After doing some research on the subject, I was totally confused about Cisco terminal cables. These are just regular serial cables, with with all kinds of weird “cisco-y” features. The big tutorials on the web really confuse the issue by trying to cover every possible type of cable.

I’ll explain here how to create an adapter with a DB9 on one end, and a regular CAT5 ethernet cable stuck in the other end, that plugs into the Console or AUX port on a Cisco 2800 router (but should work with many routers).

First, get a DB-9 female to RJ45 8P8C modular adapter. This has the DB-9 on one end, and a RJ45 jack on the other, and a bunch of loose wires allowing you to connect the RJ45 pins to the DB9 pins.

I get mine from ITC Electronics because they’re close by. It costs $2.25.

The colored wires are usually like this:

1 blue
2 orange
3 black
4 red
5 green
6 yellow
7 brown
8 white

The Cisco RJ45 ports are wired using a weird Cisco scheme. [It’s not weird – it’s the Yost serial cable standard. It’s a good way to wire serial cables.] It’s not one of the standards schemes. It works like this:

RTS 1
DTR 2
TxD 3
GND 4
GND 5
RxD 6
DSR 7
CTS 8

The RS232 pins on a DB-9 are like this:

RTS 8
DTR 6
TxD 2
GND 5
RxD 3
DSR 4
CTS 7

So, just wire them up like that.

RTS is blue – it goes into pin 8 of the DB9.
DTR is orange – it goes into pin 6 of the DB9.
etc.

The tutorials out there talk about “rolled cables” and whatnot, but you don’t need to worry about that. Just wire it straight like the above, and you’re OK. You can leave pin 5 of the RJ45 (the green one) disconnected. At least I did, and it worked.

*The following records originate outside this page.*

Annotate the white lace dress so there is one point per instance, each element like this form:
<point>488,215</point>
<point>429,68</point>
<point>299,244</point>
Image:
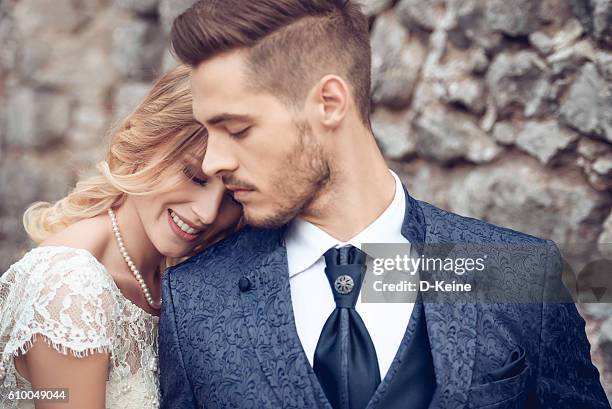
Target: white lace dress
<point>65,297</point>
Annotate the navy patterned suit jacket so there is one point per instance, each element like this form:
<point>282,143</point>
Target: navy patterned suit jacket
<point>223,346</point>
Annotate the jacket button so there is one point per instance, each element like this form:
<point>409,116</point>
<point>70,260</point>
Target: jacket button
<point>244,284</point>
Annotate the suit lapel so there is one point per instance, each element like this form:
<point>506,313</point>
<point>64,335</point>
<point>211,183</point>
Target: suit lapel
<point>268,314</point>
<point>451,327</point>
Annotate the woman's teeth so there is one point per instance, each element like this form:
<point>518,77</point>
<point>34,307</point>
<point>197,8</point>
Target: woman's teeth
<point>183,226</point>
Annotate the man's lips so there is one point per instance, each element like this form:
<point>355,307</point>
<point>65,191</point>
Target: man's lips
<point>238,192</point>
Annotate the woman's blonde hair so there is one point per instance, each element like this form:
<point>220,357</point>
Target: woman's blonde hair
<point>146,145</point>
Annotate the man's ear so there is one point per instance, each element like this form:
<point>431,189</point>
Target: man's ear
<point>330,99</point>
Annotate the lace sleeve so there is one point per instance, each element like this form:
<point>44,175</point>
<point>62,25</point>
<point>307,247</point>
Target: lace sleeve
<point>61,295</point>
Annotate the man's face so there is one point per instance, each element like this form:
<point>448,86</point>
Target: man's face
<point>269,159</point>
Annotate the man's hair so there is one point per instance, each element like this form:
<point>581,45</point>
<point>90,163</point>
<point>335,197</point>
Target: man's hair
<point>290,44</point>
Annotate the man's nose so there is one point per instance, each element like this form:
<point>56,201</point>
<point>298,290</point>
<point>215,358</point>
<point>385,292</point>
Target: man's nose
<point>219,157</point>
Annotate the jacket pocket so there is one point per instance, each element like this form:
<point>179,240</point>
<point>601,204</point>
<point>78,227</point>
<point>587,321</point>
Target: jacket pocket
<point>507,393</point>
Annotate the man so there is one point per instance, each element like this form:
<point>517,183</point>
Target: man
<point>273,316</point>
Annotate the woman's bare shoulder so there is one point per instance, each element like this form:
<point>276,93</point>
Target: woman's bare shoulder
<point>90,234</point>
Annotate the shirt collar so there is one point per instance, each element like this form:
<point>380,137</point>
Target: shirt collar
<point>306,242</point>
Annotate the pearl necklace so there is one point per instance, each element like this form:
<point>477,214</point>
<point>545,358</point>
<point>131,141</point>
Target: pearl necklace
<point>130,263</point>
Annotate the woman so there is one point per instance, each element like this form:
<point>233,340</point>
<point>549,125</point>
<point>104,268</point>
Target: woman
<point>80,311</point>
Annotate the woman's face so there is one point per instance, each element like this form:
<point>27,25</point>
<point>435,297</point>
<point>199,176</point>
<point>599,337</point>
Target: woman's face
<point>191,209</point>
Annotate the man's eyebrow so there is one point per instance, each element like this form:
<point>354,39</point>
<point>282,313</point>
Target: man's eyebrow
<point>217,119</point>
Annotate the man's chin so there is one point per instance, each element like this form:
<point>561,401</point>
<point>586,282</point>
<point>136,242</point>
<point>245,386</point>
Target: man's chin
<point>266,220</point>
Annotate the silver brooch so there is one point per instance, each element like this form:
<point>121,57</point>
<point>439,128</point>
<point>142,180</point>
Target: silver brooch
<point>344,284</point>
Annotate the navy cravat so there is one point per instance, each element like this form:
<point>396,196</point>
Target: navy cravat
<point>345,360</point>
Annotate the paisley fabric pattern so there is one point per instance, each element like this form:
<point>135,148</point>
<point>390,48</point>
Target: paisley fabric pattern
<point>228,337</point>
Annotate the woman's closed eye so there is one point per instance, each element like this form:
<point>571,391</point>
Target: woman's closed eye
<point>239,134</point>
<point>198,179</point>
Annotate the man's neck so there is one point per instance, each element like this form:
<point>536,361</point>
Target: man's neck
<point>360,190</point>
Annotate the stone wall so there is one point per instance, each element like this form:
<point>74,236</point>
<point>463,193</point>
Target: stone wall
<point>496,109</point>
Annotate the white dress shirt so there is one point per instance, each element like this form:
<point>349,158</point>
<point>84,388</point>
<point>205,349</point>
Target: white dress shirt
<point>311,293</point>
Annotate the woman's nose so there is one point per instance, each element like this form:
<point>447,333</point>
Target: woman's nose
<point>206,207</point>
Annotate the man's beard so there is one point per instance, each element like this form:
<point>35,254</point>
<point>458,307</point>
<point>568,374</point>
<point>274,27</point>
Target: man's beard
<point>298,182</point>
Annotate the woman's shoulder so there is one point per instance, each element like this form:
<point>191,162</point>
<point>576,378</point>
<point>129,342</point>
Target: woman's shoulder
<point>91,234</point>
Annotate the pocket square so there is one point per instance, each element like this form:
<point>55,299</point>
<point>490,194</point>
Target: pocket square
<point>514,365</point>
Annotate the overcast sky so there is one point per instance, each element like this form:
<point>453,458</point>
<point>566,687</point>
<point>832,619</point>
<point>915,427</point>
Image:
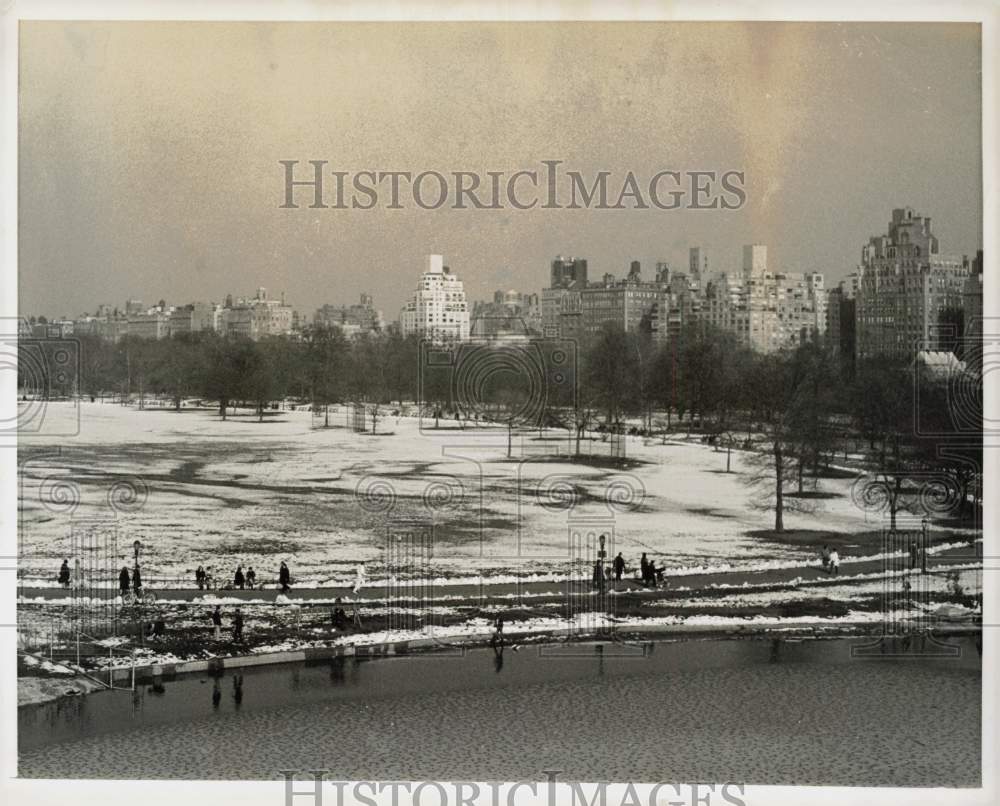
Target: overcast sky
<point>149,151</point>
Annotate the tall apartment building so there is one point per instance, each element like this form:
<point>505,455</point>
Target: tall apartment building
<point>196,317</point>
<point>153,323</point>
<point>766,310</point>
<point>698,269</point>
<point>560,302</point>
<point>841,301</point>
<point>438,309</point>
<point>907,289</point>
<point>510,315</point>
<point>754,259</point>
<point>258,317</point>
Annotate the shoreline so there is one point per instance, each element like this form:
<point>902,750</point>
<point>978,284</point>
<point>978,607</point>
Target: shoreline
<point>32,694</point>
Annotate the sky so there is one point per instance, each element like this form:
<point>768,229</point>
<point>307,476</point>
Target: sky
<point>149,151</point>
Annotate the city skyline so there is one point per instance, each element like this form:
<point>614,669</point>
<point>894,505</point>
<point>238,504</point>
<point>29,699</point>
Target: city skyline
<point>122,192</point>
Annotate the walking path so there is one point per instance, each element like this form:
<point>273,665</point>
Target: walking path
<point>687,584</point>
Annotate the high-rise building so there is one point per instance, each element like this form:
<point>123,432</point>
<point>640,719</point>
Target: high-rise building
<point>840,316</point>
<point>568,272</point>
<point>195,317</point>
<point>511,315</point>
<point>258,317</point>
<point>698,266</point>
<point>907,289</point>
<point>353,320</point>
<point>438,309</point>
<point>754,259</point>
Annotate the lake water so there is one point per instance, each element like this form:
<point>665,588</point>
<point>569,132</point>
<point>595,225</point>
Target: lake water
<point>756,711</point>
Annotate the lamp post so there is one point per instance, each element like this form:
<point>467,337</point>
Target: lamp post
<point>601,554</point>
<point>923,547</point>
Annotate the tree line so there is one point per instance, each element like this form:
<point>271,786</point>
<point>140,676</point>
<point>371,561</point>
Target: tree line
<point>795,410</point>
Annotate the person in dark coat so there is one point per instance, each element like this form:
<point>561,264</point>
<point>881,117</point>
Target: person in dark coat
<point>238,626</point>
<point>217,622</point>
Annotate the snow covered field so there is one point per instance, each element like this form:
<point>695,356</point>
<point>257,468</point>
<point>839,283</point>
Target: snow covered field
<point>197,490</point>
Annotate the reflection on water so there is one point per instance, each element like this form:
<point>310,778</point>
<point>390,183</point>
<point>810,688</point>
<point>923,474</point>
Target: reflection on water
<point>539,704</point>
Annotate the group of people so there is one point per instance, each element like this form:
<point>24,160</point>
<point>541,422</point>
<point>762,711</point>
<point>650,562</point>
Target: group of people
<point>242,580</point>
<point>649,574</point>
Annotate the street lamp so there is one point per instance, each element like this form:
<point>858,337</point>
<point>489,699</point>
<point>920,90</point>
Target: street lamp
<point>923,548</point>
<point>601,554</point>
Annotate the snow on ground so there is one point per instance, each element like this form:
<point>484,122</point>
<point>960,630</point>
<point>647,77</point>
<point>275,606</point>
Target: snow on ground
<point>196,490</point>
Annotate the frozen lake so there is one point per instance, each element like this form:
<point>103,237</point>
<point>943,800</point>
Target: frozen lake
<point>684,711</point>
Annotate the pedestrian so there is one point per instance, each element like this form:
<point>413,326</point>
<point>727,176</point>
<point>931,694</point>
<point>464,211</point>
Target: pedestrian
<point>238,626</point>
<point>651,574</point>
<point>497,639</point>
<point>217,622</point>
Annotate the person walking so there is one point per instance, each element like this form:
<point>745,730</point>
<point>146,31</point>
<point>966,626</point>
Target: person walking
<point>651,574</point>
<point>238,627</point>
<point>497,639</point>
<point>619,567</point>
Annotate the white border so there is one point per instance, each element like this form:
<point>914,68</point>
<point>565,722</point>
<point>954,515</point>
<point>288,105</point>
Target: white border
<point>153,794</point>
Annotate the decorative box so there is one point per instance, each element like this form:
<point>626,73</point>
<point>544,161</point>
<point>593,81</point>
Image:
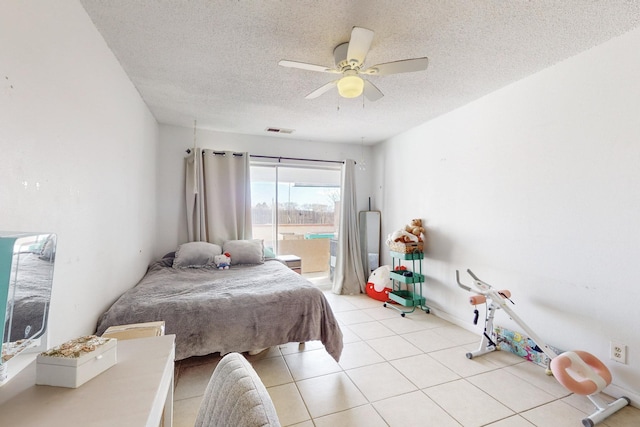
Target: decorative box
<point>135,330</point>
<point>406,248</point>
<point>75,362</point>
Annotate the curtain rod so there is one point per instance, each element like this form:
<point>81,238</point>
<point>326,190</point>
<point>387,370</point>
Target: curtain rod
<point>278,157</point>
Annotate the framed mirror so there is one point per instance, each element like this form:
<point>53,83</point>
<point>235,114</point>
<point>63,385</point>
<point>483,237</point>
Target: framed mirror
<point>26,276</point>
<point>369,225</point>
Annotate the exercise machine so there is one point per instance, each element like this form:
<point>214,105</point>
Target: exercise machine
<point>578,371</point>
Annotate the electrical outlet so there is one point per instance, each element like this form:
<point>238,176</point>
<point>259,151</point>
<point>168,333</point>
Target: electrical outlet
<point>618,352</point>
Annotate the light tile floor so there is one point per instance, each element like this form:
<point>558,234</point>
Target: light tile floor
<point>397,371</point>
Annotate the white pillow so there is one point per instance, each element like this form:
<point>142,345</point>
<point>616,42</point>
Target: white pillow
<point>245,251</point>
<point>196,254</point>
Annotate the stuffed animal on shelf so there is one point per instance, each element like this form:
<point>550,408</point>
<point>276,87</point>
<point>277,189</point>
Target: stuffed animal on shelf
<point>223,262</point>
<point>412,232</point>
<point>415,228</point>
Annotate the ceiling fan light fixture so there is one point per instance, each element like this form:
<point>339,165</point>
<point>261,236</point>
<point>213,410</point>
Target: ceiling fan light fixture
<point>350,86</point>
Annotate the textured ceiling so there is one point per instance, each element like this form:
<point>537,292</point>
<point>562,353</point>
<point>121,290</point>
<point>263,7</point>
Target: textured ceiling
<point>215,61</point>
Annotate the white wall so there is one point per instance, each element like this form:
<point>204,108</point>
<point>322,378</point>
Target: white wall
<point>174,141</point>
<point>536,188</point>
<point>78,150</point>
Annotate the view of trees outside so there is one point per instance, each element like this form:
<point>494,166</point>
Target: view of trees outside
<point>308,204</point>
<point>314,211</point>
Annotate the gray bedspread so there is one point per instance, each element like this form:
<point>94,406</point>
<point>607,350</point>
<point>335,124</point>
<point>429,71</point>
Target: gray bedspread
<point>245,308</point>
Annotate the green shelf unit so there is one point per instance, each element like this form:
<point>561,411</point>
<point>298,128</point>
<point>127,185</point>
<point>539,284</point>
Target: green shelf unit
<point>410,256</point>
<point>407,290</point>
<point>406,298</point>
<point>414,278</point>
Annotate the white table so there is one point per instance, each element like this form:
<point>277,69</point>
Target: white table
<point>135,392</point>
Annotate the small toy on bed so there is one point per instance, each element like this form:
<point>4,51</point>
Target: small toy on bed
<point>223,262</point>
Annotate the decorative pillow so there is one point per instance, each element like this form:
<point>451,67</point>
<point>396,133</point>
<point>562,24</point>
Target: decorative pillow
<point>268,252</point>
<point>196,254</point>
<point>245,251</point>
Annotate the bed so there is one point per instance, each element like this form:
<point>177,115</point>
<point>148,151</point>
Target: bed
<point>247,307</point>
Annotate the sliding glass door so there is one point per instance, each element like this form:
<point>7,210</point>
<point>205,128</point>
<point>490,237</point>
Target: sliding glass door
<point>296,211</point>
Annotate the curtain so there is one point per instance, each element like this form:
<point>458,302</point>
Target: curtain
<point>218,196</point>
<point>349,275</point>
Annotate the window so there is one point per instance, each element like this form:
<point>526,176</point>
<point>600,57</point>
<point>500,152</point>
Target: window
<point>296,210</point>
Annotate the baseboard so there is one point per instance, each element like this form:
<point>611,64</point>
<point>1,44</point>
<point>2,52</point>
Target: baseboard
<point>617,391</point>
<point>612,390</point>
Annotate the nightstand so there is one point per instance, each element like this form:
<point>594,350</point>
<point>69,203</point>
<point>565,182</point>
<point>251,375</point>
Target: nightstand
<point>294,262</point>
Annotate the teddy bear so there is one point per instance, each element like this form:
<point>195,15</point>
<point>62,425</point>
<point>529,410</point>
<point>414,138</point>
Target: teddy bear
<point>411,233</point>
<point>223,262</point>
<point>415,228</point>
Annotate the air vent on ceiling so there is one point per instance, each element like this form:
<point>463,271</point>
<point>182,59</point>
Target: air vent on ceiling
<point>279,130</point>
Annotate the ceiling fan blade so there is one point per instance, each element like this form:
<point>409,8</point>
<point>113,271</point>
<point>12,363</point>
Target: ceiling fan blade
<point>371,91</point>
<point>305,66</point>
<point>403,66</point>
<point>322,89</point>
<point>359,45</point>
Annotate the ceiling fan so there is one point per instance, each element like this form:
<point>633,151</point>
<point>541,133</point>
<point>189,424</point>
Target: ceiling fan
<point>349,58</point>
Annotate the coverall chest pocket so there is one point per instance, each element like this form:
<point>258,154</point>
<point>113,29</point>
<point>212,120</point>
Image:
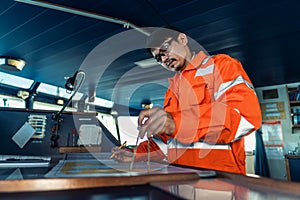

(I think, normally, the little adapter you make is wired so a rolled cable is required — but that seems totally foolish. The rolled cable looks just like an ethernet cable from afar. That would get lost in the toolbox. It’s better to just use ethernet cables and arrange the pins to work with ethernet cables.)

After all this is set up, you can use minicom (in Linux) to connect. Settings are 9600 8N1, no hardware flow control.

[After learning about Yost, I have to rescind my comments. The rolled cables are unique but the allow you to pretty easily make a wide range of common serial connections. Ignore what I wrote, and just make a Yost rolled cable and a DTE adapter, and you’re set.]

[What makes the rolled cable nice is that if you connect two computers – that is, two DTE devices – you then use two DTE adapters, and the cable will act as a null modem. If you connect to a DCE device, you use the DCE adapter, and it works. It’s just un-doing the null-modem and making it a straight through connection. Now, the real clevernsess of the rolled cable emerges when you have two DCE devices in a row – then you put DCE adapters on everything, and use the rolled cable.]